Attendees at the American Cleaning Institute's Annual Meeting and Industry Convention can hear more from Courter on Thursday, January 31 from 3:30 pm - 5:00 pm in Palazzo H for a networking and educational session entitled, Unite with Inclusion: Transformational Change. Courter will explain how she led a 70 year-old organization to repeatedly adopt transformational changes to position the organization to achieve greater success.
To kick off this session, sponsored by BASF Corporation, there be 30 minutes of speed networking. Don't miss the opportunity to connect with other industry executives and add 6-8 more names to your contact list. Below is an outline of the networking opportunity and some advice to consider:
The speed networking session will consist of 3-minute intervals in which you will introduce yourself, meet the individual across the table from you, and briefly share your thoughts about one of the ideas below:
- What inspired you to do the work you do now/get into your career?
- What is the most challenging aspect of your current job?
- What is your reason for being here today and what are you hoping to achieve?
- What’s something you want to accomplish at work before this year is over?
- How has your company been tackling diversity and inclusion in the work place?

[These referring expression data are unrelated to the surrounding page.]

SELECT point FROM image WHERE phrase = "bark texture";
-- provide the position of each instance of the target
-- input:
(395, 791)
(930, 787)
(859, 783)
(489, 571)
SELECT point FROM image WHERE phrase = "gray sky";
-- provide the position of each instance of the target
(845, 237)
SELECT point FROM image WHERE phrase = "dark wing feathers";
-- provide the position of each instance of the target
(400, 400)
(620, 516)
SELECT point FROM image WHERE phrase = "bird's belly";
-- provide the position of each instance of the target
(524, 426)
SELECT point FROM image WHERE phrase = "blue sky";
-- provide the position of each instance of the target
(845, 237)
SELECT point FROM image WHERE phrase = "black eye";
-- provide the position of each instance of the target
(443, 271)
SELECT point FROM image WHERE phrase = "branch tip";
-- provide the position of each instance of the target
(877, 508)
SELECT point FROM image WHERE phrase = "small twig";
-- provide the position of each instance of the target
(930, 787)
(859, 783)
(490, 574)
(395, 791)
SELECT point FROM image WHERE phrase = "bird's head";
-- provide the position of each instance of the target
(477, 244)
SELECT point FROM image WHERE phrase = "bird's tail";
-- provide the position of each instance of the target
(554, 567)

Here are some suggestions to help make the most of your speed-networking experience:
Come well prepared
During a speed networking session, it is extremely important to be well prepared, efficient and goal oriented. There is very little time for small talk in contrast to other networking sessions. Prepare yourself by setting goals and outcomes that allow you to deliver the message that you want to communicate. Don’t forget to bring a stack of business cards to exchange with those you meet.
Prepare your elevator pitch
An elevator pitch is a 30 second description of yourself, what you do and what you want to communicate. Prepare a pitch before the session and think through the most important things you would like to communicate. Refine the pitch so that it sounds natural. A good pitch can be constructed using the following outline: a) Your name. b) Your title and company. C) The values you create for your clients, by describing a typical problem, what activities you used to solve it and the actual result. d) You can finish up by including something about your goals and the results you wish to achieve from the meeting.
Scribble down who it is you are talking with, the date, the context as well as a summary of what is being said. Try to find common denominators and ways in which you can help the person in front of you, who amongst your contacts can be a good connection, which of your own goals can benefit from the other person’s experience, contacts, etc. Always carry a writing pad and a pen while at meetings. You never know who you’re going to meet.
Open networking time will be available at the end of the session so that you can follow up in more detail with those you met during the speed networking portion of the event. Or, take time when you return to the office to send follow up communication so that you don’t lose that contact.